Jorja Leap / Youth violence researcher / University of California, Los Angeles
What's her deal? Jorja Leap immersed herself in the culture of Los Angeles’ notorious street gangs for over 10 years, interviewing and working with hundreds of active and former gang members.
Isn’t that dangerous? “I started out in the late 1970s as this skinny little white social worker going into the projects.” When she returned to the streets years later as an anthropologist, former gang members she knew accompanied and vouched for her. “I’ve been in dangerous situations, but always felt very protected.”
Complicating personal detail: Husband is a former LAPD deputy chief. “He wanted me to stop my work because he felt it wasn’t safe. And gang members would plant stories with me to see if I would take them back to him.” It took time to get everyone’s trust. “Things got better after he retired.”

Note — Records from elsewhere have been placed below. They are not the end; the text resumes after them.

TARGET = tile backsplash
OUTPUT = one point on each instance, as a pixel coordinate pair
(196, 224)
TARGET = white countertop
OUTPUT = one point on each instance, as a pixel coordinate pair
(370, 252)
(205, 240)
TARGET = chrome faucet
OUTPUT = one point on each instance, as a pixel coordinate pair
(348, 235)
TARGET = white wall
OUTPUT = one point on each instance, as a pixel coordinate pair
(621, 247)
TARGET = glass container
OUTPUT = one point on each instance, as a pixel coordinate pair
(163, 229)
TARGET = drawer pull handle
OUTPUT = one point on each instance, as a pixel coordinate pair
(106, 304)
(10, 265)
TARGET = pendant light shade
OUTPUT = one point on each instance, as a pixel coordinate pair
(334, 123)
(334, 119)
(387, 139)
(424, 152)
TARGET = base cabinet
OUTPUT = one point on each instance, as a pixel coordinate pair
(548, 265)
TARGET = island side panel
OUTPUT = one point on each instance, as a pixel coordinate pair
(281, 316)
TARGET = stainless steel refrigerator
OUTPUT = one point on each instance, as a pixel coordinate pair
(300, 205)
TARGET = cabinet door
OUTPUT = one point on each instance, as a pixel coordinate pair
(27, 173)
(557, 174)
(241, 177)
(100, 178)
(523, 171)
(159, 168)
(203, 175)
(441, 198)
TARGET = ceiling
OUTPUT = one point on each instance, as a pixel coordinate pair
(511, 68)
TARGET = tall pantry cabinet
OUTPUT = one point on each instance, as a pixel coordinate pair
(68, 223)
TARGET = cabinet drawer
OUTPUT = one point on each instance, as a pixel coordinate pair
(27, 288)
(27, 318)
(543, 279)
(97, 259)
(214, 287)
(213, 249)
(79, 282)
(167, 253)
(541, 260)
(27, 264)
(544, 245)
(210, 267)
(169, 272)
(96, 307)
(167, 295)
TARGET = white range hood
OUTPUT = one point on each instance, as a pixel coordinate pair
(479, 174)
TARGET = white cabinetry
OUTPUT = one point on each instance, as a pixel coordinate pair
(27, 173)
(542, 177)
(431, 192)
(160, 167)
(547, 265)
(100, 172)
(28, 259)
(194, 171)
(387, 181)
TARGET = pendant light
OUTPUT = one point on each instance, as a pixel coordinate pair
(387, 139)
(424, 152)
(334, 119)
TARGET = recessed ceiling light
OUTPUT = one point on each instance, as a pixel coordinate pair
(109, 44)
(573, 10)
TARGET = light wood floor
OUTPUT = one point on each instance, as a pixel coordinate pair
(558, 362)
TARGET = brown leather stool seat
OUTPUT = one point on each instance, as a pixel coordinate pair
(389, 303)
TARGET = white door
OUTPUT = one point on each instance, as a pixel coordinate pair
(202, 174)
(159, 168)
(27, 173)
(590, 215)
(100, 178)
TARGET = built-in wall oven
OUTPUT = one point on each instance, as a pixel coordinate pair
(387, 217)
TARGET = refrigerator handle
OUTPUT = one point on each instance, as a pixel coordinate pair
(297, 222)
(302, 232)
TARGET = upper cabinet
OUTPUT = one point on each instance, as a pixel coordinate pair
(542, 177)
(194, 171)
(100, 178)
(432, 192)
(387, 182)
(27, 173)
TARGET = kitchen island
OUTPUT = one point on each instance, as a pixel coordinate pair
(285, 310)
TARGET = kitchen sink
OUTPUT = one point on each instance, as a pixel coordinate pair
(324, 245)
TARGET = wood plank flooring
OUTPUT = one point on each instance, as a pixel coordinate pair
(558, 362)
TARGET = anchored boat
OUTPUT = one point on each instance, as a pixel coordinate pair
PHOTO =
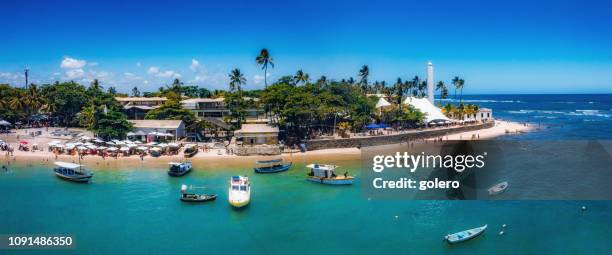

Surprising research finding #1: The further up someone is in the gang hierarchy the better their chances of going straight. “A shot caller in a gang has a much greater chance to be a leader in mainstream life. They may be semiliterate high school dropouts, but a lot of them are very smart. The same skills that elevated them in the neighborhood will help them succeed elsewhere. The neighborhood recognizes talent, make no mistake.”
Surprising research finding #2: “There’s an emerging group of lesbians integrated into gang structure. Gangs do abuse women—there’s trafficking, there’s domestic violence, there’s rape. But in addition to that, women are taking increasingly active roles, especially lesbians. They’re often very active and engaged in violence. What’s amazing is that the homophobia does not extend to them.”
The bottom line? “Keep kids out of gangs with after-school and evening programs, and keep former members getting out of prison from going back to gang life by providing mental health services and jobs. And interwoven with all of that is relationships. People aren’t going to change because you tell them to. They’ll change because you give them a mentor, a role model, a friend to guide them in another way.”